Galactic cosmic rays and high-energy solar particles, recorded aboard NASA's Curiosity rover during its 8½-month interplanetary cruise, will give future astronauts a significant — but not excessive — dose of radiation on a round-trip journey to Mars.
Ever since Victor Hess discovered cosmic rays in 1912, scientists have come to realize that space radiation is one of the most formidable hazards during long-duration space travel. A typical astronaut aboard the International Space Station, even while protected by the craft's outer hull and Earth's magnetosphere, absorbs as much radiation in a six-month stay as we ground-dwellers do in 20 years. Head deeper into space — say, on a mission to a nearby asteroid or to Mars — and the risks are magnified considerably.

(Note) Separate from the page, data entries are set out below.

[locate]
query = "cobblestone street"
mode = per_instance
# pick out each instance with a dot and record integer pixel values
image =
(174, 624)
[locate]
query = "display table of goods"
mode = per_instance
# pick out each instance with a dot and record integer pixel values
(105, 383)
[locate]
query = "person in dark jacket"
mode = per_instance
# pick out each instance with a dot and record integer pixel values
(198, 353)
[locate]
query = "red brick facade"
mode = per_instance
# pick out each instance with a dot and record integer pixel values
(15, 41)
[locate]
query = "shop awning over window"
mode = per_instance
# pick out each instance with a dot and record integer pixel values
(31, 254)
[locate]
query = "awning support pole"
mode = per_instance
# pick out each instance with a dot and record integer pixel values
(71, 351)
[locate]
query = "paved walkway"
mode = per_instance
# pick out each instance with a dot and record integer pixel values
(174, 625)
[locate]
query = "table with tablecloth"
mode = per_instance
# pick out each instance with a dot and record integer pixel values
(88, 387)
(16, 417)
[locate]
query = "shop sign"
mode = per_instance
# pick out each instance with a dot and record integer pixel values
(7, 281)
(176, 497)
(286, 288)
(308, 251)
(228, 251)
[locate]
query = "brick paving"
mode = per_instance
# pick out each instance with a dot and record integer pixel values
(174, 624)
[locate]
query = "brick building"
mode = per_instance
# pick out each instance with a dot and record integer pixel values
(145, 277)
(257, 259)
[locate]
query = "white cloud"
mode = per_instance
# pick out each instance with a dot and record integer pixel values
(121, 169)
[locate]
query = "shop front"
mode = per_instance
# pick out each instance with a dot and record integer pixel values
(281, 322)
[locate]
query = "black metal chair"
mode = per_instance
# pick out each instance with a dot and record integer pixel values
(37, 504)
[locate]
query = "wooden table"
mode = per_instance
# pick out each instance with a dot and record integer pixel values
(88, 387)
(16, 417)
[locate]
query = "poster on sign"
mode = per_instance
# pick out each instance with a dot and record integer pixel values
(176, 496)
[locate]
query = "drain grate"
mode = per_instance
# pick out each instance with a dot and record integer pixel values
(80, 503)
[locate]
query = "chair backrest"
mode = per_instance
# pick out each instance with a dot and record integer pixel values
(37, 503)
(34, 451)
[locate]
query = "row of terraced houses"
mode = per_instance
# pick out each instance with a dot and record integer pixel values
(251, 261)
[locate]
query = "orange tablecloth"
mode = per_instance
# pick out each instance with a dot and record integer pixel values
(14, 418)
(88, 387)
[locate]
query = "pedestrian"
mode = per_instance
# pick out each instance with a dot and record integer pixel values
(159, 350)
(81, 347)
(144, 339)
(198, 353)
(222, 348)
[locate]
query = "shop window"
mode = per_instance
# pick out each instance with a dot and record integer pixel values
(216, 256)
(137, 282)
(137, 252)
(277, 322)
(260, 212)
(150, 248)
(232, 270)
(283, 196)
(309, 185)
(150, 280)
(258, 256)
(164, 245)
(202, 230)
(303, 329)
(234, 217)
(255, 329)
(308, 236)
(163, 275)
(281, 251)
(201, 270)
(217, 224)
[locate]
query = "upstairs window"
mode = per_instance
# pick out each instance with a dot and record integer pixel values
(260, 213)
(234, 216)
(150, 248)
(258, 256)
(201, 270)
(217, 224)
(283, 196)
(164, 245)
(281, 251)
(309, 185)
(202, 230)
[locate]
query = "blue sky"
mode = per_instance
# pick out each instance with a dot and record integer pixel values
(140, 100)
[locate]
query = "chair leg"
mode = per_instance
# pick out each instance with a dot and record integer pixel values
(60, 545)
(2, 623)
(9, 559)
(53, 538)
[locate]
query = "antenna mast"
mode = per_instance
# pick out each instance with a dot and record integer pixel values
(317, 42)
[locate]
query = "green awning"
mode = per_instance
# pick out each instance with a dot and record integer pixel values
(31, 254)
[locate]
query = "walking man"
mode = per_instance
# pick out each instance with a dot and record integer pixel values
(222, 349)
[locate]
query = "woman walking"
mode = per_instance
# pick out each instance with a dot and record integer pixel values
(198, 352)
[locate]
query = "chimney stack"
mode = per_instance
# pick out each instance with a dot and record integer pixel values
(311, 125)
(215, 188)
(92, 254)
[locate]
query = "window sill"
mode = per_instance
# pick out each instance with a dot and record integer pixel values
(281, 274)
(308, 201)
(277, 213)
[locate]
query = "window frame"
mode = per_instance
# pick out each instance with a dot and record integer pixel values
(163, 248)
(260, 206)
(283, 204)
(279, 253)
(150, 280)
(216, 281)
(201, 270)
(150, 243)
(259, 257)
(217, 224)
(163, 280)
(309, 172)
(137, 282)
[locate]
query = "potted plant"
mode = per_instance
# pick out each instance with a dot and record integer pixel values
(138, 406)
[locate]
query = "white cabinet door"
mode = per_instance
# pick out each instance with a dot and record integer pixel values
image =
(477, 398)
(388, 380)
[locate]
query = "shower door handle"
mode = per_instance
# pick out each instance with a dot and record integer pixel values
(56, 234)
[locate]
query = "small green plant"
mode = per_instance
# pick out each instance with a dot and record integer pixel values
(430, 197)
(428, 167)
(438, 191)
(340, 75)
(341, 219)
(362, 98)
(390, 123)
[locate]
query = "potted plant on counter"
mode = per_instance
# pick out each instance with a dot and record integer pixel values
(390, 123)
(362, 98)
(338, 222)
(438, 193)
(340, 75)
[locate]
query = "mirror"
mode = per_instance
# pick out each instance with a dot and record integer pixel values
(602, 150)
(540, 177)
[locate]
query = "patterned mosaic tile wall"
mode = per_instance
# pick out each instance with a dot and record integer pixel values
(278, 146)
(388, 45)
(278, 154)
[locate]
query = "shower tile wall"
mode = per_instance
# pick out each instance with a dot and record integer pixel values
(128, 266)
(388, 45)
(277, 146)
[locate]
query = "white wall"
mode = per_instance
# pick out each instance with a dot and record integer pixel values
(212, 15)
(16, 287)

Plenty of craft have monitored space radiation over the years, but those detectors were completely unprotected in order to get "raw" measurements. Now, however, researchers finally have an idea of how much an astronaut would get zapped inside a reasonably well-shielded spacecraft cruising through the inner solar system.
The findings come from the Radiation Assessment Detector (RAD) that took an 8½-month ride to Mars aboard NASA's Curiosity rover. During that long cruise, RAD was installed inside Curiosity, which in turn was sandwiched inside a coccoon-like aeroshell with the rocket-propelled descent stage over it and a thick heat shield below it. This gave RAD shielding from space radiation much like what NASA engineers are building into the forthcoming Orion crew capsule.
Weighing just 3.8 pounds (1.7 kg), the instrument has an upward-looking "telescope" that lets radiation enter through a 60°-wide cone, and it registers hits from two kinds of high-energy particles. There's a constant background of galactic cosmic rays (GCRs), stripped-down nuclei of various atoms, that arrive from the depths of interstellar space at relativistic speeds and can pack a punch of 500 to 600 million electron volts (MeV) or more. The other major source comes from the Sun in the form of high-energy protons, helium ions, and a few heavier ions. Sporadic flares and coronal mass ejections accelerate these solar energetic particles (SEPs) to energies of up to a few hundred MeV. Both types are harmful because they ionize the atoms in any tissue they're passing through.
As reported by Cary Zeitlin (Southwest Research Institute) and others in Science for May 31st, the RAD instrument recorded the equivalent of 0.466 sievert (a unit of measurement for tissue exposure to ionizing radiation) while en route to Mars. Almost all of that came from cosmic rays: although RAD recorded five distinct pulses of SEPs between early December 2011 and mid-July 2012, those accounted for only about 5% of all the particles detected. These results are actually quite close to researchers' previous estimates of radiation exposure.
"In terms of accumulated dose, it's like getting a whole-body CT scan once every five or six days," Zeitlin notes in a SwRI press release. To put this in perspective, NASA draws the line at 1 sievert of accumulated radiation exposure over an astronaut's entire career, a dose that statistically increases the chance of cancer-induced death by 3%.
Based on the RAD results, a round-trip mission to Mars involving about 360 days of interplanetary travel would expose the crew to about 0.6 sievert of radiation. That's a lot of radiation, though under the established lifetime limit.
But predicting the harm from space radiation is an inexact science. For example, the Sun was relatively quiet during Curiosity's long cruise — yet much more potent solar flares can and do occur. Also, women are more susceptible than men to a given radiation dose because they have lower body masses. And no one really knows how much tissue damage the highest-energy cosmic rays can cause, making assumptions about exposure uncertain.
Still, it's progress. "Scientists need to validate theories and models with actual measurements, which RAD is now providing," notes principal investigator Donald Hassler "These measurements will be used to better understand how radiation travels through deep space and how it is affected and changed by the spacecraft structure itself."